The tunnel was blacker than any black Brett had ever seen. The next three hours were a nightmare of blind stumbling up and down and around and right and left, wading through ink, his pistol hand following the wall and his sword out in front of him to greet any unseen and unwanted attackers. Suddenly the tunnel cut sharply to the right and began a gradual incline. Brett halted. Tom ran into him.

“What did you stop for?”

“Something's changing.” He sniffed. “Smell the air. It's fresh.”

“And it's getting gray up ahead. I bet that's antechamber torchlight.” Brett couldn't see his face, but he knew Tom was smiling. “We're going to get out of this without running into any more spiders. This isn't so bad after all.” He pushed by Brett and hurried forward. Brett followed more slowly.

The light grew brighter. A hundred yards later they came to the end of the tunnel.
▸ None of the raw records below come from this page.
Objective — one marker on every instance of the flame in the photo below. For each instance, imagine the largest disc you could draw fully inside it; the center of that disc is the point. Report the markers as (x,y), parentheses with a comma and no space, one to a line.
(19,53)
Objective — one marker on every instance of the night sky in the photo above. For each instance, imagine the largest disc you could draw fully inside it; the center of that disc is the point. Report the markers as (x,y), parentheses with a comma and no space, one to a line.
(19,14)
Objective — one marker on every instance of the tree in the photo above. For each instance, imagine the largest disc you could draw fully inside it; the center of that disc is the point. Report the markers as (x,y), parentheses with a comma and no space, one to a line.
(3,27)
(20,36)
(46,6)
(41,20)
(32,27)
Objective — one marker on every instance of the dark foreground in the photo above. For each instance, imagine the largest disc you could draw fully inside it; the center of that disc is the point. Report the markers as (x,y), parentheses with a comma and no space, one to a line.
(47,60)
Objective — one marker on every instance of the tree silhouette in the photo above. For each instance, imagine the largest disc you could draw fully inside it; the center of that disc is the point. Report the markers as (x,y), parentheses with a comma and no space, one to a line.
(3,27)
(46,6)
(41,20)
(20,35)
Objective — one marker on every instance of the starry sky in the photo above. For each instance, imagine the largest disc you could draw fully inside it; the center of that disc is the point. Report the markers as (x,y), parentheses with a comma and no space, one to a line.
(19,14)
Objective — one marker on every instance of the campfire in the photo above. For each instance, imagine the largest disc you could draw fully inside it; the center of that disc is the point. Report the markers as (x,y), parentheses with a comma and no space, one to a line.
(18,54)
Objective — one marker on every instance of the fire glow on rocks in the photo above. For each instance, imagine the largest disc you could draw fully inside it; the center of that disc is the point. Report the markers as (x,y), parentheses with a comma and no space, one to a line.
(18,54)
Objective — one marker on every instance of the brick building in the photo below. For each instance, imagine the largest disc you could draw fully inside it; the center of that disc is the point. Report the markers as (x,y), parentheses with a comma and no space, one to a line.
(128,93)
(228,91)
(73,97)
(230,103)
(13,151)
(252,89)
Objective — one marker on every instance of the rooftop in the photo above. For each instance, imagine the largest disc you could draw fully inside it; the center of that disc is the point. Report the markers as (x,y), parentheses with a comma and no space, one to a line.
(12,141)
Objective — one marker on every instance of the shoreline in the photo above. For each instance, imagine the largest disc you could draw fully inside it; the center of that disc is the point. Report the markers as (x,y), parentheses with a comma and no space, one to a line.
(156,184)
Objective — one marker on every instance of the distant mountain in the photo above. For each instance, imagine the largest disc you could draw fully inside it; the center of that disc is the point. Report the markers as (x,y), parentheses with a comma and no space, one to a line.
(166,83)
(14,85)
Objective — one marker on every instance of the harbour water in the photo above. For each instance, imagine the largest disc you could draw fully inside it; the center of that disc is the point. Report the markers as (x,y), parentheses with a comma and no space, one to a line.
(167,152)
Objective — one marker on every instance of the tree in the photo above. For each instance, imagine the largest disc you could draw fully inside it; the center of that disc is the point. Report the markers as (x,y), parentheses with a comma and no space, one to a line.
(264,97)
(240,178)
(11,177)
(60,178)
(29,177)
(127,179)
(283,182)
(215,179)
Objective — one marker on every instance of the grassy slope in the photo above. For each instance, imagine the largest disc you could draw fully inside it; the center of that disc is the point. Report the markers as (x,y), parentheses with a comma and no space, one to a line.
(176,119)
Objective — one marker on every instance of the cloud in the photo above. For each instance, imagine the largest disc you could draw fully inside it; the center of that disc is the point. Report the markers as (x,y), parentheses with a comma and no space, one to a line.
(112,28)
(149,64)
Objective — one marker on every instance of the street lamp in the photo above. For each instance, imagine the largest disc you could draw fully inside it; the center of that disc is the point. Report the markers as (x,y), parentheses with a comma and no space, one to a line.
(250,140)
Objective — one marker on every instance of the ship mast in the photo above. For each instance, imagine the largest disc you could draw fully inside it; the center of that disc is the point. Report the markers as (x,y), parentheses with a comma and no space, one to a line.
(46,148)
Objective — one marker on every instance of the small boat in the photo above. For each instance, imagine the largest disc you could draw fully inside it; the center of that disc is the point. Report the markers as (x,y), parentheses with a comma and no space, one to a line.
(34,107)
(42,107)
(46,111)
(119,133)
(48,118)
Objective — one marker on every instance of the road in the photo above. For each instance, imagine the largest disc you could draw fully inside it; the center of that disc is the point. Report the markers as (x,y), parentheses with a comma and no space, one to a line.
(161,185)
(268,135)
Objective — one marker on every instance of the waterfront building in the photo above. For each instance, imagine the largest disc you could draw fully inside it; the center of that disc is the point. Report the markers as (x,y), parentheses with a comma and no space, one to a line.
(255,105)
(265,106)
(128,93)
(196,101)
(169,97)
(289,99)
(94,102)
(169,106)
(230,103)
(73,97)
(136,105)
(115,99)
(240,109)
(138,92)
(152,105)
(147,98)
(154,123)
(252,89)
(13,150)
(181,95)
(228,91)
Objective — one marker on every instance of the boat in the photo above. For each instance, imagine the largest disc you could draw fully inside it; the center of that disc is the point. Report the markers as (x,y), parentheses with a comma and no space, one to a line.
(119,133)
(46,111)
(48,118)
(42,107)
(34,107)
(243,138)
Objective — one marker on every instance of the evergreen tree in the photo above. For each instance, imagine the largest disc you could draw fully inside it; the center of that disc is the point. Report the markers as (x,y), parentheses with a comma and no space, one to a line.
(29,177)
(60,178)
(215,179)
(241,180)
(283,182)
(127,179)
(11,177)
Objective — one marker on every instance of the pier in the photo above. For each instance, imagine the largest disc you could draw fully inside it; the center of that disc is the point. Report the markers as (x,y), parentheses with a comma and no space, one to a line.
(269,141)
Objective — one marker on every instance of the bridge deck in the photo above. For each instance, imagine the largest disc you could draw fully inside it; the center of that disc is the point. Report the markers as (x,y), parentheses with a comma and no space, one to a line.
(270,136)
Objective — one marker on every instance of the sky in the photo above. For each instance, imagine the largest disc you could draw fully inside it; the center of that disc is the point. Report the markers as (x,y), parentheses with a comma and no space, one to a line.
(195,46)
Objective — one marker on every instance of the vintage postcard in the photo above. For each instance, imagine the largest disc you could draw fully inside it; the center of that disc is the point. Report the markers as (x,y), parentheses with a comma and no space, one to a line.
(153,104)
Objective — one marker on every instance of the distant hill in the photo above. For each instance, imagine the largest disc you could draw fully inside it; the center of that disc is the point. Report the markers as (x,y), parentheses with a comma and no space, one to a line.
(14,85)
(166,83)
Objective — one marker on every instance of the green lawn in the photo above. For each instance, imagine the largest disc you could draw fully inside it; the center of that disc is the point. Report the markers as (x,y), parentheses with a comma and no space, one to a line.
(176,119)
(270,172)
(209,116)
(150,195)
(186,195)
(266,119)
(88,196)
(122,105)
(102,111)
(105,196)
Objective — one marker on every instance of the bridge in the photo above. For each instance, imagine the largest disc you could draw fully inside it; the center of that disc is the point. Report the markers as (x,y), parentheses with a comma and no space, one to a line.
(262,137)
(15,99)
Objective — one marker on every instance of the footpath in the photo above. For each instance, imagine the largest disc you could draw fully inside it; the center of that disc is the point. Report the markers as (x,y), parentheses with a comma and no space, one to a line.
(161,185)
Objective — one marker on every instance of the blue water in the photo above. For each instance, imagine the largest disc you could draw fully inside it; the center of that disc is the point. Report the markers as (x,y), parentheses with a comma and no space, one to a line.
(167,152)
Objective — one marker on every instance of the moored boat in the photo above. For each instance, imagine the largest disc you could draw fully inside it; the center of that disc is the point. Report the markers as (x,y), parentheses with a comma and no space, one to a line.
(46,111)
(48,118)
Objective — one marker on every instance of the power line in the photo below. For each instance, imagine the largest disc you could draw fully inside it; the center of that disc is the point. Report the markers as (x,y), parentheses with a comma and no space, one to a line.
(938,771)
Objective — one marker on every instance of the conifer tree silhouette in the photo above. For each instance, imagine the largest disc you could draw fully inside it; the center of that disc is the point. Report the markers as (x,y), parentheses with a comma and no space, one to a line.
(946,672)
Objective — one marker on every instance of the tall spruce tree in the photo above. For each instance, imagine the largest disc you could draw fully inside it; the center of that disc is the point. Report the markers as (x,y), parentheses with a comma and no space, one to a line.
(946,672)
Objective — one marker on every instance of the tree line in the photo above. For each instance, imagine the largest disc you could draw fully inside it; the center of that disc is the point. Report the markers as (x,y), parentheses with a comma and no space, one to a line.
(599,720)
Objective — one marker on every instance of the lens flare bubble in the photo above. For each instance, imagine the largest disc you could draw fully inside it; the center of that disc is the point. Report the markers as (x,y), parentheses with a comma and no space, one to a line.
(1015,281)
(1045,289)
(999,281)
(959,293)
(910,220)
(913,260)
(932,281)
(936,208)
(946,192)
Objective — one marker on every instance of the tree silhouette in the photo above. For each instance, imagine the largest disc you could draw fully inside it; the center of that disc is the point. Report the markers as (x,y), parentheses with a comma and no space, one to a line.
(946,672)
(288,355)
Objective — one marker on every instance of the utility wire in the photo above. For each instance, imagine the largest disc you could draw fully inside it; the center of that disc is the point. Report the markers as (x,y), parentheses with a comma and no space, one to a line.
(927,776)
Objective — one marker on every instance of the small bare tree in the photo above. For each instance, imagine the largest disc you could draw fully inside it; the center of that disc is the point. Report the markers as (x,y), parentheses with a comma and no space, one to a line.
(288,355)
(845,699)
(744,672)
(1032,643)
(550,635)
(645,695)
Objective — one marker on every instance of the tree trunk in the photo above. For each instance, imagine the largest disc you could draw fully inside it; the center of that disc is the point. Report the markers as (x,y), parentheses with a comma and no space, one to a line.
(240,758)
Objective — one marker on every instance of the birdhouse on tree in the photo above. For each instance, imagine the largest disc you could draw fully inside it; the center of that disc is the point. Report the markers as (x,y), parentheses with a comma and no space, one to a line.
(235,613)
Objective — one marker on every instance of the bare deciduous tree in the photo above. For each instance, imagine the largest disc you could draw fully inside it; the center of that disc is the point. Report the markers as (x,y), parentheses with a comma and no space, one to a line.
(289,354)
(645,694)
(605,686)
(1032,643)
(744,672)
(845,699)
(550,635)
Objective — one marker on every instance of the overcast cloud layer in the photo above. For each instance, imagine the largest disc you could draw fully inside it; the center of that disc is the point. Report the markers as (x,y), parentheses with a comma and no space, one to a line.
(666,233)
Tom squinted up at a circle of bright light three feet above their heads. “Boost me up; then I'll give you a hand.”

“What do you suppose is up there?”

“The antechamber, Level Four, and no more spiders. Let's go.”

Brett cupped his hands for Tom's foot. A few seconds later Tom was lying next to the hole, reaching down. Brett took his hand and scrambled out.

WELCOME TO THE THIRD LEVEL OF RODOMONTE'S REVENGE: THE CASTLE WALL. YOU ARE GOING TO FIND THIS MUCH MORE DIFFICULT THAN THE MOUNTAINS
.

“The third level?” Brett asked. “Willie, I
thought you said this would take us to Level Four.”

IT SHOULD.… I DON'T KNOW WHAT WENT WRONG. I MUST HAVE MADE A MISTAKE
.

A granite wall at least three stories high rose in front of them. Its blocks fitted so tightly that Brett couldn't work his sword tip between them. It had no gates or windows. He studied the wall with his hands on his hips and clicked his tongue. “If only we had a grappling hook. You could toss it up there easy.”

“Nothing's going to be easy.” Tom tapped his shoulder. “Look.”

Brett turned. They were standing on a wide, flat basin ringed by purple mountains. Swarming across the basin were hundreds—maybe thousands—of tunnel spiders. And they all were swarming toward them.

C
HAPTER
8

Brett and Tom did the only thing they could do: They panicked and ran. By the time they realized that the smart thing to do would have been to dive back into the tunnel, where they could at least fight the spiders one at a time, fifty were past it and closing in.